# MERM Practice Problems Solution Manual



## MikeR (Mar 26, 2009)

How useful was the MERM practice problems and solution manual during the exam? Did it help to look up similar p[roblems?


----------



## MechGuy (Mar 26, 2009)

MikeR said:


> How useful was the MERM practice problems and solution manual during the exam? Did it help to look up similar p[roblems?


Looking up similar problems in a solutions manual will not help you whatsoever on the PE exam. It will only waste your time. Trust me, I know many people who have tried this strategy during the exam and each one of them failed every time.

The only way to pass this exam is to do problems, problems and more problems.

That said, I would definitly take all of your practice problems/solutions manuals to the test. The reason I say that is I had an instance where I had a problem on the exam that was almost identical to a problem I had just looked at the night before in one of my practice problems books. It was not a equation type of problem but more of a reference book type of problem. So by having that solution manual with me I was able to look up the reference lickity split and get that one problem right.

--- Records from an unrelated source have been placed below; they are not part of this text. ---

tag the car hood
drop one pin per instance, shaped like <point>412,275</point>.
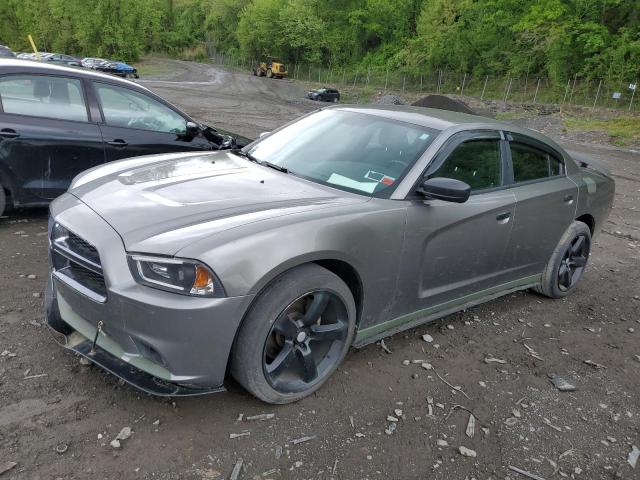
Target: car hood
<point>163,203</point>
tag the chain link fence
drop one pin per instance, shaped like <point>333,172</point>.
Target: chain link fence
<point>602,93</point>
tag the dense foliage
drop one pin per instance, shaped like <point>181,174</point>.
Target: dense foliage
<point>556,38</point>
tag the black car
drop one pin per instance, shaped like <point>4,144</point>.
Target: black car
<point>6,52</point>
<point>62,59</point>
<point>57,121</point>
<point>324,95</point>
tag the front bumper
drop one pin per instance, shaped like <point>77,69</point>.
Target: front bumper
<point>160,342</point>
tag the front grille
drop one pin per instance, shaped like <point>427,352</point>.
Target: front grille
<point>77,262</point>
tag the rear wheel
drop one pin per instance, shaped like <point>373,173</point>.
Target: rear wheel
<point>567,263</point>
<point>295,335</point>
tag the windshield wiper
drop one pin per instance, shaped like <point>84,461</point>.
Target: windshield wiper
<point>248,156</point>
<point>242,153</point>
<point>274,166</point>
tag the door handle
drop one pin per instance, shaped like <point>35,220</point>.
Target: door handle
<point>503,217</point>
<point>9,133</point>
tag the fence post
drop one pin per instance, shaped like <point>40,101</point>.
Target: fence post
<point>484,87</point>
<point>597,95</point>
<point>535,96</point>
<point>573,87</point>
<point>508,88</point>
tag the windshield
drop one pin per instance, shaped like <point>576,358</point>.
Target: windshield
<point>357,152</point>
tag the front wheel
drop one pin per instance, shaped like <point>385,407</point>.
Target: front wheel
<point>567,263</point>
<point>295,335</point>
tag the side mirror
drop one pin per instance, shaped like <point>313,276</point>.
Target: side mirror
<point>192,129</point>
<point>447,189</point>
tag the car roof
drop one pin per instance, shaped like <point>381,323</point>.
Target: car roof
<point>16,65</point>
<point>443,119</point>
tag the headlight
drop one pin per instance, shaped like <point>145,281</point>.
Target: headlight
<point>187,277</point>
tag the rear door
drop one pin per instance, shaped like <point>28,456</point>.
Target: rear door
<point>454,250</point>
<point>138,124</point>
<point>545,203</point>
<point>46,137</point>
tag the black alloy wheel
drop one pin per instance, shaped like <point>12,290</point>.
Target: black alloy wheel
<point>305,341</point>
<point>573,262</point>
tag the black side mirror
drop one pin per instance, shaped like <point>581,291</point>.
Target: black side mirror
<point>447,189</point>
<point>192,129</point>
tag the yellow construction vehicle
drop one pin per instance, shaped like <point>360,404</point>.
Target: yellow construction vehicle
<point>272,68</point>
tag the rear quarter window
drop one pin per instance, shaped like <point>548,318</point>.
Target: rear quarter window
<point>530,163</point>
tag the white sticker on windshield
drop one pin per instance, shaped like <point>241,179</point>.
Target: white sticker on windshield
<point>343,181</point>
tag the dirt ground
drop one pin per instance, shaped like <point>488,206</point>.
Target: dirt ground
<point>57,417</point>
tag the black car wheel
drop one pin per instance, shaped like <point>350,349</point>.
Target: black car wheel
<point>295,335</point>
<point>567,263</point>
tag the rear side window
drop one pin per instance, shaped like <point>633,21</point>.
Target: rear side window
<point>530,163</point>
<point>43,96</point>
<point>475,162</point>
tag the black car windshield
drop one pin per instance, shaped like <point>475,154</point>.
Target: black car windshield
<point>361,153</point>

So its worth it to take the books with you, just dont try to go in with the strategy of looking up similar problems to help you pass. It never works. Study your ass off.


----------



## Matt-NM (Mar 26, 2009)

Agreed. Trying to locate identical problems, whether in the solutions manual or by indexing solved problems, will never work. First of all, the PE exam will contain completely different problems than those in the various study guides. They are not simply the same problems with different numbers. Second of all, even if there were many repeat problems, you simply wouldn't have enough time to locate them and reapply them to the given problem. You may encounter a couple problems out of 80 that are very similar to ones in the study guides, but simply not enough to justify that as a valid means of passing the test. Spend the extra time you would have used indexing problems and just keep working more problems and reviewing the material. I put together a binder with a handfull of solved problems and never even looked at it. Thankfully I didn't spend much time putting that together. Many people put together a binder of literally a thousand solved problems. Much time is spent doing this and I just don't think the payback is very good.

The introduction section of MERM goes over the various study methods used in preparation for the exam. They specifically mention the method we are talking about here. They indicate that it is almost never successful. Take the solutions manual with you just in case you get lucky on 1 or 2 problems, but don't expect many problems to be identical.

Good luck.


----------



## bph (Mar 29, 2009)

I have given this some thought also (indexing solved problems), but don't think I will do it, as others say - the time could be spent on other things.

I was also thinking of making a sheet on basic problem/solution formats for the more difficult depth sections; there are only so many type of problems, and they each have a typical solution format, but again, after hearing the exam in not very 'tricky', this also may not be worth the effort?

Good luck,

BPH


----------



## Sschell (Mar 30, 2009)

I agree with all above...

Your time is much better spent solving more practice problems than indexing them.


----------